Published online Jul 14, 2019. doi: 10.3748/wjg.v25.i26.3291
Peer-review started: February 20, 2019
First decision: April 30, 2019
Revised: May 30, 2019
Accepted: June 7, 2019
Article in press: June 7, 2019
Published online: July 14, 2019
Solid organ transplantation (SOT) is the best treatment option for end-stage organ disease. Newer immunosuppressive agents have reduced the incidence of graft rejection but have increased the risk of infection, particularly due to the reactivation of latent infections due to opportunistic agents such as Mycobacterium tuberculosis. Active tuberculosis (TB) after SOT is a significant cause of morbidity and mortality. Most cases of posttransplant TB are secondary to reactivation of latent tuberculosis infection (LTBI) due to the effects of long-term immunosuppressive therapy. Risk minimization strategies have been developed to diagnose LTBI and initiate treatment prior to transplantation. Isoniazid with vitamin B6 supplementation is the treatment of choice. However, liver transplantation (LT) candidates and recipients have an increased risk of isoniazid-induced liver toxicity, leading to lower treatment completion rates than in other SOT populations. Fluoroquinolones (FQs) exhibit good in vitro antimycobacterial activity and a lower risk of drug-induced liver injury than isoniazid. In the present review, we highlight the disease burden posed by posttransplant TB and summarize the emerging clinical evidence supporting the use of FQs for the treatment of LTBI in LT recipients and candidates.

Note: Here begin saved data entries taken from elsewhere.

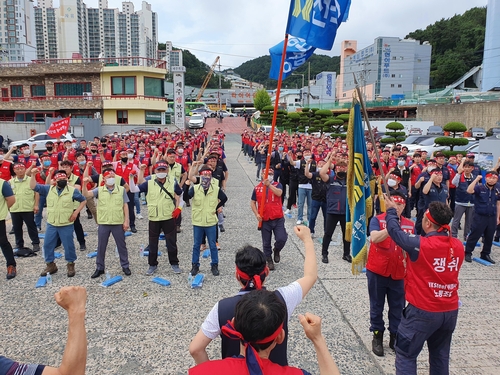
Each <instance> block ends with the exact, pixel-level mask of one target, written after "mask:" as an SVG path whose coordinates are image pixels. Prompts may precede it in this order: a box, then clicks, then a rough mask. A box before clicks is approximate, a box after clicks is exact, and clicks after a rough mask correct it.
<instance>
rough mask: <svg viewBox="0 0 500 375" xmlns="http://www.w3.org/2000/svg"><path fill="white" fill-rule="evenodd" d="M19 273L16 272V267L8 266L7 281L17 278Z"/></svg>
mask: <svg viewBox="0 0 500 375" xmlns="http://www.w3.org/2000/svg"><path fill="white" fill-rule="evenodd" d="M16 275H17V272H16V267H14V266H8V267H7V280H10V279H13V278H14V277H16Z"/></svg>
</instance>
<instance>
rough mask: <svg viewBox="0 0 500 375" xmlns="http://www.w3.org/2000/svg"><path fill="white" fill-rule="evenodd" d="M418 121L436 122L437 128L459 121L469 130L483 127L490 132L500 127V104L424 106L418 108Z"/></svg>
mask: <svg viewBox="0 0 500 375" xmlns="http://www.w3.org/2000/svg"><path fill="white" fill-rule="evenodd" d="M417 119H418V120H422V121H434V124H435V125H437V126H444V125H446V124H447V123H449V122H452V121H458V122H461V123H463V124H465V126H467V128H473V127H482V128H485V129H486V130H488V129H490V128H492V127H495V126H500V102H498V101H491V102H484V103H483V102H477V103H460V104H437V105H432V104H431V105H422V106H418V109H417Z"/></svg>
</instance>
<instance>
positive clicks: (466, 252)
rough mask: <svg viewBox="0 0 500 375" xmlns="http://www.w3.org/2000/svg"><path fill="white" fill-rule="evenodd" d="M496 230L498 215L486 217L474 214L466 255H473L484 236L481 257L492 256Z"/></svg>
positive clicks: (467, 239) (467, 237)
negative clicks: (473, 253) (477, 244)
mask: <svg viewBox="0 0 500 375" xmlns="http://www.w3.org/2000/svg"><path fill="white" fill-rule="evenodd" d="M496 229H497V217H496V215H494V216H485V215H480V214H478V213H477V212H474V219H473V220H472V229H471V231H470V234H469V237H467V242H466V244H465V253H467V254H472V252H473V251H474V249H475V248H476V244H477V242H478V241H479V239H480V238H481V236H483V249H482V250H481V255H490V254H491V245H492V243H493V236H494V235H495V230H496Z"/></svg>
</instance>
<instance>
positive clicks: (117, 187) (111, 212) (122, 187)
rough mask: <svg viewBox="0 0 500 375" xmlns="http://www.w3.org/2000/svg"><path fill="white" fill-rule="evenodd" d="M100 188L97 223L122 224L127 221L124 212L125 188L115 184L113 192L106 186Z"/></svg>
mask: <svg viewBox="0 0 500 375" xmlns="http://www.w3.org/2000/svg"><path fill="white" fill-rule="evenodd" d="M98 189H99V190H98V195H97V224H103V225H122V224H123V223H124V221H125V214H124V213H123V204H124V202H123V192H124V190H125V188H123V187H121V186H117V185H115V187H114V189H113V191H112V192H110V191H109V190H108V188H107V187H106V186H99V188H98Z"/></svg>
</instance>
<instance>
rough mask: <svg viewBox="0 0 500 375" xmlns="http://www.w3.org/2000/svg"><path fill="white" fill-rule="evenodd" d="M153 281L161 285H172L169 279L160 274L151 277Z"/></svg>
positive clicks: (157, 283) (155, 282) (168, 285)
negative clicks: (168, 280) (163, 276)
mask: <svg viewBox="0 0 500 375" xmlns="http://www.w3.org/2000/svg"><path fill="white" fill-rule="evenodd" d="M151 281H152V282H154V283H156V284H159V285H161V286H170V281H168V280H167V279H162V278H161V277H158V276H157V277H154V278H153V279H151Z"/></svg>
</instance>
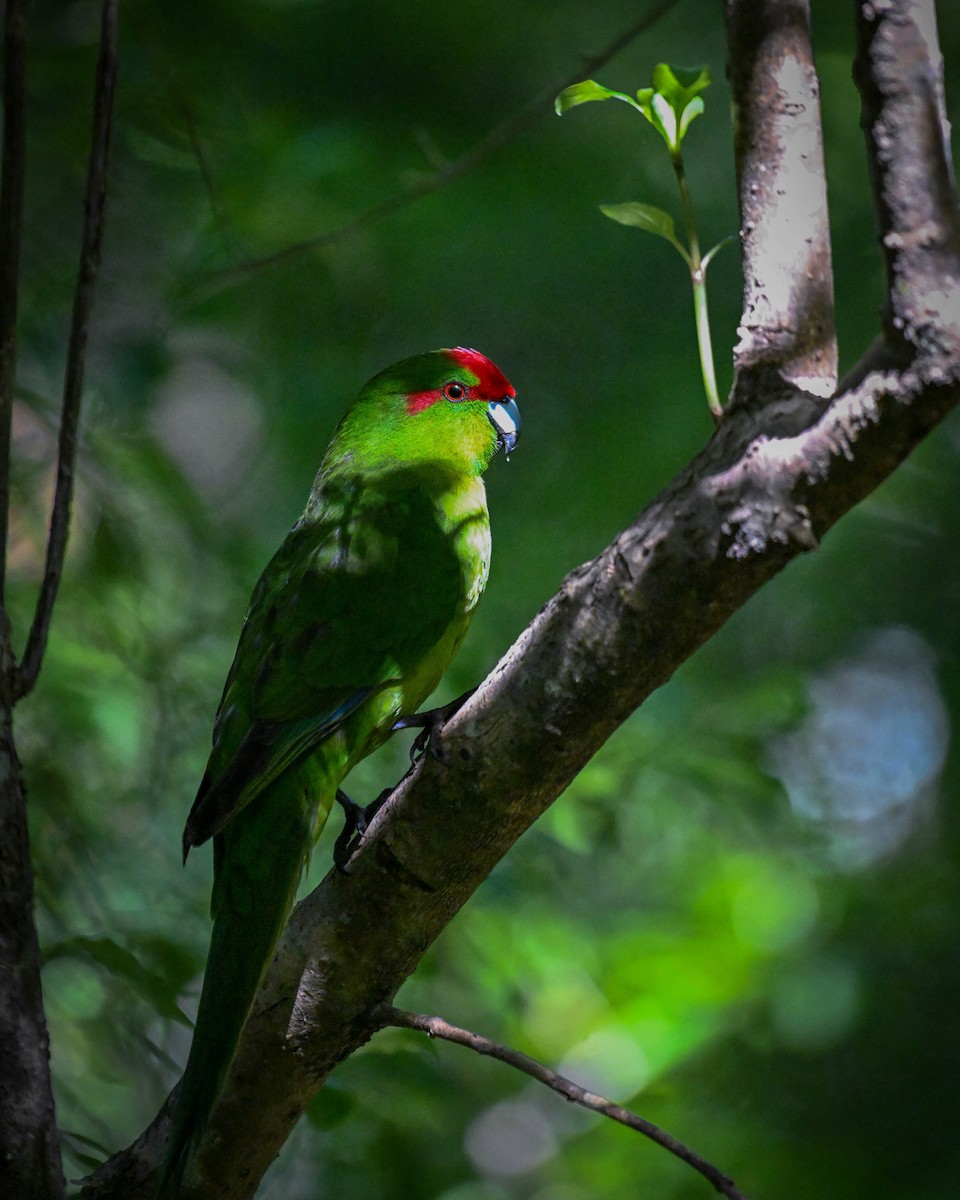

Core tip: Active tuberculosis after solid organ transplantation, particularly after liver transplantation, has a dismal outcome. This review focuses on the burden of active tuberculosis after liver transplantation and summarizes the most recent data concerning the use of isoniazid for the treatment of latent tuberculosis infection in liver transplant recipients and candidates. In addition, we review the most relevant clinical experience in the use of fluoroquinolones as an alternative approach with a favorable safety profile for the treatment of latent tuberculosis infection in the liver transplant setting.